药力和宿醉交织在一起,使他感觉到头痛欲裂。
他不明白自己为何会出现在酒店式样的房间里,扶着额头转过脸,看到了佯装睡醒的赵善萱。
……
与此同时,施愿也醒了过来。
对比另外房间里气氛凝滞的一对,实打实和黎向衡做了整晚的她,累得连根手指也不想动弹。
身边床铺凹陷,象征入眠的鼻息沉稳,暗示着柔软的大床上并非只有她一人。
施愿没有转头,脖颈还枕着黎向衡的手臂,零星的几个不连贯的画面在眼前回放。
她的喉咙吞咽了一下,不曾想到黎向衡抱着累晕了的她清洗完后没有离开。
施愿承认昨天勾引黎向衡是她一半被欲望驱使,一半想要报复他从前的冷脸横眉之下冲动做出的决定,但炮友做完各回各家是常态,反倒留下来抱在一起睡到天亮才显得奇怪。

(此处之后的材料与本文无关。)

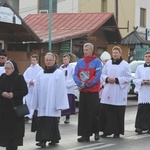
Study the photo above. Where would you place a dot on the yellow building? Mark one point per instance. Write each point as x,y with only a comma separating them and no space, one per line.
129,13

正猜测着黎向衡留下来的用意,一股如同被蚂蚁啃咬的刺麻感自脚心侵袭。
一晚上没怎么换姿势导致的肢体僵硬来临得没有预兆。
施愿忍不住轻哼一声,脚掌抽了抽。
她的这点反应,很快弄醒了黎向衡。
房间内一时无人说话,施愿推己及人,认为理智彻底回归的黎向衡,回忆起自己和养妹上床的事实会感到尴尬,便抢先一步开口说道:“好了,我知道大哥想说什么——”
这种最不该提及兄妹关系的时刻,她反而愿意叫大哥了。
“我会当成今天什么都没发生过的。”
“不就是睡了一次吗?我有过不少男友,也不是什么把贞操看得很重的贞洁烈女。”
“仔细想想也很正常,我当时那个样子,恐怕GAY来了也忍不住。”
“但我还是要跟阿晗过下去的,大哥回家可不要说漏嘴。”
“……”
或许人都一样。
如同破壳的雏鸟,会对看到的第一眼事物产生眷恋。
自己将近三十年以来的第一次性体验给了施愿。
纵使再不苟言笑,彼此无言时的黎向衡,神色间也散发着无与伦比的柔情。
然而施愿一通像是替他开解,又像是展示自恋,还顺带提了黎晗影一嘴的的语句响起,他的表情空白一秒——所有眷恋、爱意和温存,瞬间烟消云散了大半。
对于施愿随时随地能把自己惹生气的本事,黎向衡无言以对。
面对无数亟待解决的问题,他放任自己暂时不去思考,横亘在黎晗影、黎闻烈、他和施愿之间的四角关系要如何处理这个最重要的麻烦,只是装作没听见她的话,问起:“你昨天晚上,是怎么回事?”